Mnuchin responded to a series of questions from lawmakers who raised concerns about public safety due to marijuana money being kept out of banks and transactions handled primarily on an all-cash basis. He noted that the Treasury Department is currently deciding on the best course of action to deal with the issue.
Dispensaries have been the targets of various armed robberies. Because marijuana remains a schedule 1 drug on the federal level, banks are hesitant to do business with cannabis companies, for fear of facing prosecution. This results in dispensaries being forced to do business with cash only, which leads to large amounts of cash on site and therefore, vulnerability to crime.
Under to Obama administration, the Treasury Department’s Financial Crimes Enforcement Network (FinCEN) issued guidance that allowed banks to open accounts for marijuana growers, processors and retails without fear of running into issues with federal regulators.
However, Jeff Sessions announcement that he is rescinding the Cole Memo, made last month, has created uncertainty, in more ways that one. Banks are now even more hesitant to deal with marijuana money as it remains unclear whether Sessions’ actions will overturn the guidance set forth under Obama.

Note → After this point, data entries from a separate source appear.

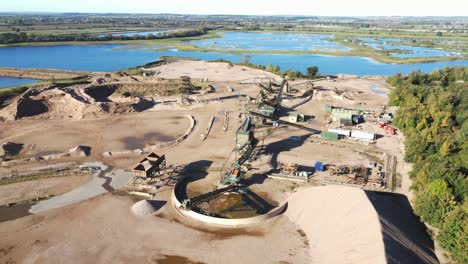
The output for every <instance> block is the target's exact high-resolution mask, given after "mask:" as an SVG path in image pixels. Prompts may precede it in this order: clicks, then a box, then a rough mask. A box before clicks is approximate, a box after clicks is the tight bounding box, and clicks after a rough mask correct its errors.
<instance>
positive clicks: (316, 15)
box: [0, 0, 466, 17]
mask: <svg viewBox="0 0 468 264" xmlns="http://www.w3.org/2000/svg"><path fill="white" fill-rule="evenodd" d="M275 2H276V1H272V0H270V1H267V0H259V1H255V2H252V1H248V0H238V1H237V2H236V3H220V2H212V1H210V0H192V1H186V0H172V1H157V2H156V3H155V2H154V1H151V0H134V1H132V2H131V3H129V2H128V1H124V0H115V1H113V2H112V4H109V3H108V2H107V1H103V0H82V1H80V2H78V3H69V2H68V3H67V2H66V1H59V0H43V1H34V0H19V1H14V2H12V1H11V2H10V1H9V2H7V3H2V7H0V13H33V14H34V13H62V14H64V13H83V14H147V15H156V14H173V15H206V16H209V15H233V16H242V15H245V16H321V17H466V14H465V12H464V11H463V10H466V9H464V8H453V7H457V6H459V7H461V6H462V4H461V1H458V0H447V1H446V2H445V3H444V5H443V6H441V5H440V4H439V3H434V2H432V3H431V2H429V3H428V2H426V1H424V0H415V1H405V0H394V1H391V2H390V1H372V0H358V1H353V2H350V1H342V0H329V1H327V2H315V3H314V2H310V1H306V0H298V1H295V2H294V3H291V4H290V5H289V6H286V7H285V5H283V4H279V3H275ZM97 10H98V11H97ZM96 11H97V12H96Z"/></svg>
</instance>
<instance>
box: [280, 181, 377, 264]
mask: <svg viewBox="0 0 468 264" xmlns="http://www.w3.org/2000/svg"><path fill="white" fill-rule="evenodd" d="M285 214H286V215H287V216H288V217H289V219H290V220H291V221H293V222H294V223H296V224H297V225H299V226H300V228H301V229H302V230H303V231H304V232H305V233H306V234H307V237H308V239H309V247H310V257H311V262H312V263H372V264H377V263H386V258H385V247H384V243H383V237H382V232H381V226H380V222H379V218H378V215H377V212H376V211H375V210H374V207H373V206H372V204H371V203H370V201H369V200H368V198H367V196H366V194H365V193H364V191H363V190H361V189H357V188H351V187H344V186H323V187H313V188H309V189H306V190H303V191H299V192H297V193H295V194H293V195H292V197H291V198H290V199H289V201H288V209H287V211H286V213H285Z"/></svg>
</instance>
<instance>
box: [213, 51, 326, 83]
mask: <svg viewBox="0 0 468 264" xmlns="http://www.w3.org/2000/svg"><path fill="white" fill-rule="evenodd" d="M210 62H224V63H228V64H230V65H234V63H232V61H230V60H225V59H216V60H211V61H210ZM237 65H241V66H245V67H249V68H251V69H257V70H263V71H267V72H271V73H274V74H276V75H279V76H281V77H283V78H286V79H289V80H294V79H311V80H314V79H318V78H323V75H320V74H318V70H319V69H318V67H317V66H311V67H308V68H307V73H306V74H303V73H302V72H301V71H293V70H291V69H286V70H285V71H281V68H280V66H278V65H275V66H273V65H272V64H268V65H267V66H265V65H261V64H253V63H251V62H250V56H249V55H244V56H243V57H242V59H241V60H240V62H239V63H237Z"/></svg>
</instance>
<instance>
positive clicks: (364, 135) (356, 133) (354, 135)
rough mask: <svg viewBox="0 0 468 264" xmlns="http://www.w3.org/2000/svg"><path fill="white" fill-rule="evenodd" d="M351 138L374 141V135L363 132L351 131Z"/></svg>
mask: <svg viewBox="0 0 468 264" xmlns="http://www.w3.org/2000/svg"><path fill="white" fill-rule="evenodd" d="M351 137H353V138H358V139H368V140H375V133H372V132H369V131H363V130H352V131H351Z"/></svg>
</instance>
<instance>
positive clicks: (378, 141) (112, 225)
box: [0, 61, 437, 263]
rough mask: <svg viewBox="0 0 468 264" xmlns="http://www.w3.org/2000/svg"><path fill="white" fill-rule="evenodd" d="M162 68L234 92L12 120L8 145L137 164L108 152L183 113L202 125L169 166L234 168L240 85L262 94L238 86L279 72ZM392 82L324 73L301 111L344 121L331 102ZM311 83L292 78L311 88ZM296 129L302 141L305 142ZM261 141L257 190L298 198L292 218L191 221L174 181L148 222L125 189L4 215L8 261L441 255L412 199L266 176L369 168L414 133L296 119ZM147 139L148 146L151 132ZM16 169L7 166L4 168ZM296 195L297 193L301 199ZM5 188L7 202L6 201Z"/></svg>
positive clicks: (245, 260)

The Cole Memo prevented federal law enforcement agencies from interfering in legal marijuana business in states where it has been legalized. Banks are now worried that they have no protection against federal involvement should they choose to deal in marijuana money.

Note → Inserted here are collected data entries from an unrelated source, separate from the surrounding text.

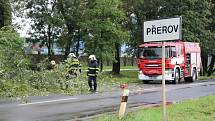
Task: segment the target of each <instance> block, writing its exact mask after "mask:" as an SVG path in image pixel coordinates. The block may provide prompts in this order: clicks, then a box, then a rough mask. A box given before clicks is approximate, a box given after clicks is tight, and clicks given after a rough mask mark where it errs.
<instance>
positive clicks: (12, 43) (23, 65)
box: [0, 27, 29, 79]
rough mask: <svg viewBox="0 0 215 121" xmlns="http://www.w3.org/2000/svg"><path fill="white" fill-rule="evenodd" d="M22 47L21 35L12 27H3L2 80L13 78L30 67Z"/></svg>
mask: <svg viewBox="0 0 215 121" xmlns="http://www.w3.org/2000/svg"><path fill="white" fill-rule="evenodd" d="M21 47H22V40H21V38H20V37H19V34H17V33H16V32H15V31H14V30H13V29H12V28H11V27H3V28H2V30H1V31H0V72H1V73H0V78H4V79H8V78H11V77H13V76H15V75H16V74H17V73H20V72H22V70H23V69H24V68H26V67H27V66H28V64H29V60H28V59H27V58H26V57H25V56H24V52H23V51H22V49H21Z"/></svg>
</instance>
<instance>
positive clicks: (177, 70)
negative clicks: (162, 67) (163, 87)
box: [173, 69, 180, 84]
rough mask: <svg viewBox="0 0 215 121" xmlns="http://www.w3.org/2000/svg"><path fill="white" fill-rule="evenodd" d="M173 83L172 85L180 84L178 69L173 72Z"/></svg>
mask: <svg viewBox="0 0 215 121" xmlns="http://www.w3.org/2000/svg"><path fill="white" fill-rule="evenodd" d="M173 83H174V84H178V83H180V74H179V70H178V69H176V70H175V78H174V81H173Z"/></svg>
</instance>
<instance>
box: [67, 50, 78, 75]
mask: <svg viewBox="0 0 215 121" xmlns="http://www.w3.org/2000/svg"><path fill="white" fill-rule="evenodd" d="M66 67H67V69H68V74H67V75H66V77H67V78H69V76H75V77H77V76H78V75H79V73H80V63H79V60H78V59H77V57H76V56H75V54H74V53H70V54H69V55H68V58H67V60H66Z"/></svg>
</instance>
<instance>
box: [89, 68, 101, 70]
mask: <svg viewBox="0 0 215 121" xmlns="http://www.w3.org/2000/svg"><path fill="white" fill-rule="evenodd" d="M88 69H92V70H94V69H99V68H93V67H88Z"/></svg>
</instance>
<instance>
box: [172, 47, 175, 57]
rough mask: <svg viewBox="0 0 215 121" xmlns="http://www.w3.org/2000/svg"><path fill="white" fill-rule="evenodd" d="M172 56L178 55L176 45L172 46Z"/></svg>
mask: <svg viewBox="0 0 215 121" xmlns="http://www.w3.org/2000/svg"><path fill="white" fill-rule="evenodd" d="M171 57H176V49H175V47H171Z"/></svg>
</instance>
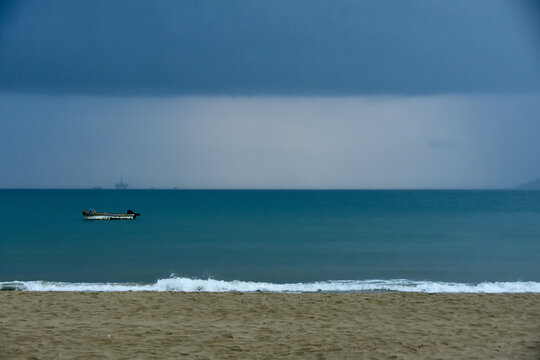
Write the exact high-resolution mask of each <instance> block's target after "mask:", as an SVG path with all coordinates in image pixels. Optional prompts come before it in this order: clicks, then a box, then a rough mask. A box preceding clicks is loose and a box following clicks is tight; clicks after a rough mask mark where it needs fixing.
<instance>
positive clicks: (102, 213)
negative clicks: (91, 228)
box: [83, 209, 141, 220]
mask: <svg viewBox="0 0 540 360" xmlns="http://www.w3.org/2000/svg"><path fill="white" fill-rule="evenodd" d="M83 216H84V218H85V219H86V220H133V219H135V218H136V217H137V216H141V214H138V213H135V212H133V211H131V210H128V211H126V213H125V214H112V213H100V212H97V211H96V210H94V209H90V211H83Z"/></svg>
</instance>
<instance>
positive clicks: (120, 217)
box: [83, 214, 135, 220]
mask: <svg viewBox="0 0 540 360" xmlns="http://www.w3.org/2000/svg"><path fill="white" fill-rule="evenodd" d="M83 216H84V218H85V219H86V220H133V219H135V216H134V215H129V214H125V215H83Z"/></svg>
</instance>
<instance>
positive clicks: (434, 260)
mask: <svg viewBox="0 0 540 360" xmlns="http://www.w3.org/2000/svg"><path fill="white" fill-rule="evenodd" d="M90 208H95V209H96V210H97V211H107V212H125V211H126V210H127V209H131V210H133V211H135V212H138V213H140V214H141V216H139V217H137V218H136V219H135V220H123V221H91V220H85V219H84V218H83V216H82V214H81V212H82V210H88V209H90ZM0 289H2V290H20V291H186V292H223V291H237V292H253V291H263V292H292V293H296V292H318V291H322V292H378V291H383V292H385V291H401V292H428V293H439V292H452V293H453V292H461V293H540V191H472V190H471V191H461V190H450V191H443V190H440V191H432V190H418V191H409V190H388V191H387V190H375V191H368V190H358V191H357V190H350V191H349V190H0Z"/></svg>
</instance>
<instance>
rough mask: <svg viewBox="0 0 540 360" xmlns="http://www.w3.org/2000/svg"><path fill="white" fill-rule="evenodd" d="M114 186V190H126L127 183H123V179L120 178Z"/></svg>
mask: <svg viewBox="0 0 540 360" xmlns="http://www.w3.org/2000/svg"><path fill="white" fill-rule="evenodd" d="M114 186H116V190H126V189H127V186H128V184H126V183H124V180H123V179H120V182H119V183H117V184H116V185H114Z"/></svg>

At the Tuesday hearing, Mnuchin confirmed that the Treasury Department is "reviewing the existing guidance." But he clarified that he doesn't want to rescind it without having an alternate policy in place to address public safety concerns.
"The intent is not to take it down without a replacement that can deal with the current situation," he said.
It seems that marijuana money is safe, for now at least. However, it remains to be seen the shape in which new guidance will take should Trump’s Treasury Secretary decide to replace the guidance set forth under Obama.